Optimal Metrics for BAS

Track key metrics, not data points

 
building automation system monitoring

If you aren’t measuring energy consumption, you aren’t managing it. Most FMs don’t need to learn that fact. But how exactly to measure it and what metrics to use?

The ongoing tactic and long-term strategy must involve performance tracking. The rub is that building automation systems (BAS) can generate such deep and fast-moving rivers of data that it is hard for operators to pan the gold nuggets that lead to profitable outcomes. It can also be so time consuming that few can stick to it.

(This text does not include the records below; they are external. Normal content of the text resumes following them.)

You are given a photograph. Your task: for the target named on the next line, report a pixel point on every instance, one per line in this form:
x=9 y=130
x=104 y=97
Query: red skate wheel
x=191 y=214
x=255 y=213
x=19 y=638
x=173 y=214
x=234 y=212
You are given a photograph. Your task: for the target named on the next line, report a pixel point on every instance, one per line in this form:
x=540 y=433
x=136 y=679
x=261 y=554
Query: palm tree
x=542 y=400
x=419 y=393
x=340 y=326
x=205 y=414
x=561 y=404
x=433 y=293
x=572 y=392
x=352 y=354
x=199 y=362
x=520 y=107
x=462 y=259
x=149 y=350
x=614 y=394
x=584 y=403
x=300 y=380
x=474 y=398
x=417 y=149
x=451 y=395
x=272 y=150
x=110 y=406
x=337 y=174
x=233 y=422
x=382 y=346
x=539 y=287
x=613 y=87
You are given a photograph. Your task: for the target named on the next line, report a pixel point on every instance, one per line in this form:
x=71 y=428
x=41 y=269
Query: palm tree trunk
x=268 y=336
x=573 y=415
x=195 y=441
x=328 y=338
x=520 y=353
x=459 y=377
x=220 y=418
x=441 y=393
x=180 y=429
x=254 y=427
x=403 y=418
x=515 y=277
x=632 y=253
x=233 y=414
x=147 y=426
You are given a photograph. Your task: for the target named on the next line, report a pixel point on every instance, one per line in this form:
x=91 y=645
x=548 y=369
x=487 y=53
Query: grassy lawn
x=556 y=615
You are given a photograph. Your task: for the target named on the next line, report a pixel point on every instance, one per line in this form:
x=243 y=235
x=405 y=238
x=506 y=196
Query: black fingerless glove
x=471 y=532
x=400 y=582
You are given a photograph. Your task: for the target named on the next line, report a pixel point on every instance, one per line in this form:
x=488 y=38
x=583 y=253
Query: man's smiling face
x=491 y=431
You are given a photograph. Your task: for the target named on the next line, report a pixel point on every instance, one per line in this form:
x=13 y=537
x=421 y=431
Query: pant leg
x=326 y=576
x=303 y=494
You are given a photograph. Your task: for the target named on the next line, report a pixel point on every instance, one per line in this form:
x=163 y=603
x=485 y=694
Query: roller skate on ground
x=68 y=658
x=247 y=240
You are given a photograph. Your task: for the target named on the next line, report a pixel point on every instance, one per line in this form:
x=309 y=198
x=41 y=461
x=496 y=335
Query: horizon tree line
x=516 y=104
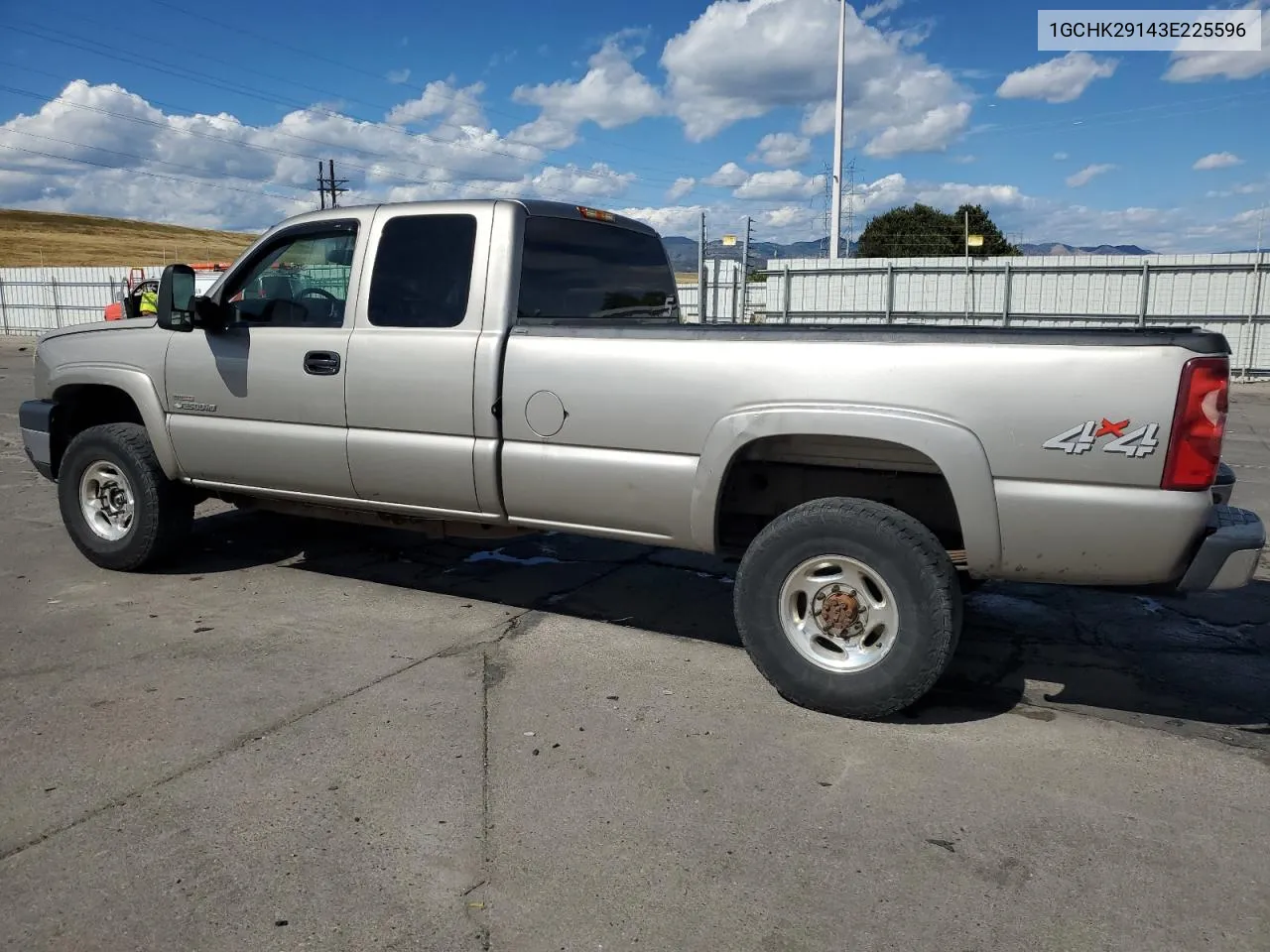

The solution is to track key metrics, not data points. A metric merges data from multiple points into a measurement that provides ready-to-act-on insight. Older automation systems may not offer slick dashboards, but operators can still create and display data to glean money-saving information.

Two Methods for Tracking Metrics

In its Building Performance Tracking Handbook: Continuous Improvement for Every Building, the California Energy Commission (CEC) supplies an example of the difference between data and metrics.

While collecting data on indoor zone temperatures provides useful information, over time the size of the data becomes immense. Instead, an operator can create a metric that tracks the percent of time when zones maintain their temperature setpoints. At a glance, this metric displays the key information.

Ideally each metric should have a target associated with it. If questions and anomalies arise, operators can drill down into the data as necessary.

A BAS can be used to track metrics in two complementary ways:

  • Charts or plots that display patterns over days, weeks, months and years
  • Values (averages, minimum/maximums and percentages)

With such patterns displayed, operators can get an instinctive feeling for how changing occupancy, weather and other variables affect HVAC efficiency.

The most common energy metrics are cost or energy units per square foot per year. Most do not have hard values or limits, which is to say that operators learn over time how their buildings perform.